In fact the problem lays in the way you run your fft. It is well explained in Fourier Optics and Computational Imaging by Khedar Kare, Wiley 2015:

The appropriate sequence for 2D FFT in most programming platforms for the result to be meaningful from Physical standpoint (e.g. in describing phenomena like diffraction) is thus given by: fftshift(fft2(ifftshift(...))).

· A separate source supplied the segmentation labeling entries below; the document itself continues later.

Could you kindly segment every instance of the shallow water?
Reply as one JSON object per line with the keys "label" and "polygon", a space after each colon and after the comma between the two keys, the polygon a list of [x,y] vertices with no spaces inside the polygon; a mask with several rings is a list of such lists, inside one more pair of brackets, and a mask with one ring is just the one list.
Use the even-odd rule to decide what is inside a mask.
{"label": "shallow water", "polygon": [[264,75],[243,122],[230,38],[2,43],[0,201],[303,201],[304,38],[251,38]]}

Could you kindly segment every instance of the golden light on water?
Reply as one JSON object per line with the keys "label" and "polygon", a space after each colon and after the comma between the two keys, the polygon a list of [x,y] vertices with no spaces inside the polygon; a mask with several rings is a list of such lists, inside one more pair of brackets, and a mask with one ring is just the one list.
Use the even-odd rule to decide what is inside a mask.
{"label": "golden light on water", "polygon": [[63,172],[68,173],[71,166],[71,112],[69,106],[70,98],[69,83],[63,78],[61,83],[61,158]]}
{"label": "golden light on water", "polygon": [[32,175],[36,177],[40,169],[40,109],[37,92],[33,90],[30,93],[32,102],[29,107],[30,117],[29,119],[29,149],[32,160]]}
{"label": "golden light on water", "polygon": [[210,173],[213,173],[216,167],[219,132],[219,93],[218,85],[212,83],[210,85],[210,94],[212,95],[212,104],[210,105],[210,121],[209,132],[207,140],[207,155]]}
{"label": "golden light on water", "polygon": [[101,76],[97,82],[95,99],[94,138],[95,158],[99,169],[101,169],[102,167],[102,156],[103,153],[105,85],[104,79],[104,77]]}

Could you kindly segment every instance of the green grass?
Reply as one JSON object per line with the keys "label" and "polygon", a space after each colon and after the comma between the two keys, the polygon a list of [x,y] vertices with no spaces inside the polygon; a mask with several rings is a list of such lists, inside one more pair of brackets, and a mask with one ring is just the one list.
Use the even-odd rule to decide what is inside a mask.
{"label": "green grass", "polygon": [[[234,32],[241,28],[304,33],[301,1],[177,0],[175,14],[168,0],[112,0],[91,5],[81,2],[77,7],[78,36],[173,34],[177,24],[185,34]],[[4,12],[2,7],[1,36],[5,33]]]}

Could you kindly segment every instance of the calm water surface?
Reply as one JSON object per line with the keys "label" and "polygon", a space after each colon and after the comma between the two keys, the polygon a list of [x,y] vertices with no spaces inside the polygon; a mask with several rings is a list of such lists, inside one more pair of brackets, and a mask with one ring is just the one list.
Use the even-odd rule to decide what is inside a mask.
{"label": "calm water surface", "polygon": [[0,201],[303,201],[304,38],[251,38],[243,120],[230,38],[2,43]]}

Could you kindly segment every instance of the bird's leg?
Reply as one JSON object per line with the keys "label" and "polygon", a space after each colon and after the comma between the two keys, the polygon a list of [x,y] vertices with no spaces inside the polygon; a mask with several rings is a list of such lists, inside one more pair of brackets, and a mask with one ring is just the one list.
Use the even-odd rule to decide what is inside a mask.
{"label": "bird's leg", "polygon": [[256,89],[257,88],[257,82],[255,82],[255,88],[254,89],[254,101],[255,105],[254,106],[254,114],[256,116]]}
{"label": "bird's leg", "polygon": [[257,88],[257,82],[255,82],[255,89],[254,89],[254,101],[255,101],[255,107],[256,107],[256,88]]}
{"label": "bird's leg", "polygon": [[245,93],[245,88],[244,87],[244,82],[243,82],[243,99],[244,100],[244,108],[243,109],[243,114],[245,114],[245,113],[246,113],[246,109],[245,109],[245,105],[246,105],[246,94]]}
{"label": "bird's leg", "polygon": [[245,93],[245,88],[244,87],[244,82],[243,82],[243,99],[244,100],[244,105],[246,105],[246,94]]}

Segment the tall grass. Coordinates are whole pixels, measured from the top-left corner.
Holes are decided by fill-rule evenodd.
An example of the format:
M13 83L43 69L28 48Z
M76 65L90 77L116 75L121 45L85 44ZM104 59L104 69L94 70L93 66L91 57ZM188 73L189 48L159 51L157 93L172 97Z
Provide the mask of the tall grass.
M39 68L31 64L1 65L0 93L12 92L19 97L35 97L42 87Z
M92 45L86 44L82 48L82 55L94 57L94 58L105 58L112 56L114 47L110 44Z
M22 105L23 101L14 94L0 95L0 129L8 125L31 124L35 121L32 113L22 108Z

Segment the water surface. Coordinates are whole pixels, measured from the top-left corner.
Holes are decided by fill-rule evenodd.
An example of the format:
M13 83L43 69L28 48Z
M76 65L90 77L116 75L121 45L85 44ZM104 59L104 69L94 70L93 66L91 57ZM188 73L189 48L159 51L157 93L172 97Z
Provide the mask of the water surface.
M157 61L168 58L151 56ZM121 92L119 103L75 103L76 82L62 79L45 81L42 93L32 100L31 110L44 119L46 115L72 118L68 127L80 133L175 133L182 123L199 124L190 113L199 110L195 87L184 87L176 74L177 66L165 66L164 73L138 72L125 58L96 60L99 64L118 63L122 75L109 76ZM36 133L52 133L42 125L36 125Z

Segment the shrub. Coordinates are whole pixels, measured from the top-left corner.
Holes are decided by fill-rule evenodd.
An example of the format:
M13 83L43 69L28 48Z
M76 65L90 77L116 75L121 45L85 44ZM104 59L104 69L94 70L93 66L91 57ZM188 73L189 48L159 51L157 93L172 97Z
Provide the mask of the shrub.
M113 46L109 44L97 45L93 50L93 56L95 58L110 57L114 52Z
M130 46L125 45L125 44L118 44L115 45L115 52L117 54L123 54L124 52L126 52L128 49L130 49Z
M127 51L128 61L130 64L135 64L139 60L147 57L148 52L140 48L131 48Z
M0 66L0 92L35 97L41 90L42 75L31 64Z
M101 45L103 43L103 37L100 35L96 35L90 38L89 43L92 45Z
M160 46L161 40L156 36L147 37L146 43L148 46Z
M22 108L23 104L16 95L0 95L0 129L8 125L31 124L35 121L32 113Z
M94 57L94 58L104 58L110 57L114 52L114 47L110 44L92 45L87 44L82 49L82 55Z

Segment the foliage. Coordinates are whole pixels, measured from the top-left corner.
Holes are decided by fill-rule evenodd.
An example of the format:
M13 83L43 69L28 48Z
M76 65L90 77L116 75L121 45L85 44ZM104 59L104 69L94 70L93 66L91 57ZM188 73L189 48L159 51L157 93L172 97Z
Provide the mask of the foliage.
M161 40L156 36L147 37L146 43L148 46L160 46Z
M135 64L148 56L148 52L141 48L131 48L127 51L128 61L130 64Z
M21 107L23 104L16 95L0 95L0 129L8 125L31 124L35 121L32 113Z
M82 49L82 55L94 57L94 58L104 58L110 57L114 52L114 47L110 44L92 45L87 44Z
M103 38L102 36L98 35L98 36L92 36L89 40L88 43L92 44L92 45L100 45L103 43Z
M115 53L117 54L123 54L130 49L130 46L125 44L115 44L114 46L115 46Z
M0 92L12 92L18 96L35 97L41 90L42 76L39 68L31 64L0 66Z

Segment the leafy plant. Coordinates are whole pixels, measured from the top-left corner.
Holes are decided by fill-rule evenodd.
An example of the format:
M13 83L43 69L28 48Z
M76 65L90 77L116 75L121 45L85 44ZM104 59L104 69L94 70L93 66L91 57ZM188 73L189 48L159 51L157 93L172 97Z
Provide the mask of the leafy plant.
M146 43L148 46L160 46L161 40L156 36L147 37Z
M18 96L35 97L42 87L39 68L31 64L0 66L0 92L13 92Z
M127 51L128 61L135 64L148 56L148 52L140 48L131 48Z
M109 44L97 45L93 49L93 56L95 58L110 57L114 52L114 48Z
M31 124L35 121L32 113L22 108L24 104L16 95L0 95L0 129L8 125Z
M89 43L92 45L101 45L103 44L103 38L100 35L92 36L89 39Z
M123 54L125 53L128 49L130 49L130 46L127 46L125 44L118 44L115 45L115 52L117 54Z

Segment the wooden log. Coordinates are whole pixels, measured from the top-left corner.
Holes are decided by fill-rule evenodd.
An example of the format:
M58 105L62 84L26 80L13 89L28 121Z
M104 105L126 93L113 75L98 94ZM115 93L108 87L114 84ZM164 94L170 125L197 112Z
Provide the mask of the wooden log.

In your code you should:O = fftshift(fft2(ifftshift(U0)));

Should you be interested in software developed in Python there is a rapidly developing Python toolbox for optics including diffraction: PyOptica. In PyOptica, a wavefront can be propagated using:

import astropy.units as u
import numpy as np

import pyoptica as po


wavelength = 500 * u.nm 
pixel_scale = 22 * u.um
npix = 1024

w = 6 * u.mm
h = 3 * u.mm
axis_unit = u.mm

wf = po.Wavefront(wavelength, pixel_scale, npix)
ap = po.RectangularAperture(w, h)
wf = wf * ap
fig_1 = po.plotting.plot_wavefront(wf, 'intensity', axis_unit=axis_unit)

The second step is to propagate:

f = 50 * u.cm
fs_f = po.FreeSpace(f)
wf_forward = wf * fs_f
fig_2 = po.plotting.plot_wavefront(wf_forward, 'intensity',  axis_unit=axis_unit)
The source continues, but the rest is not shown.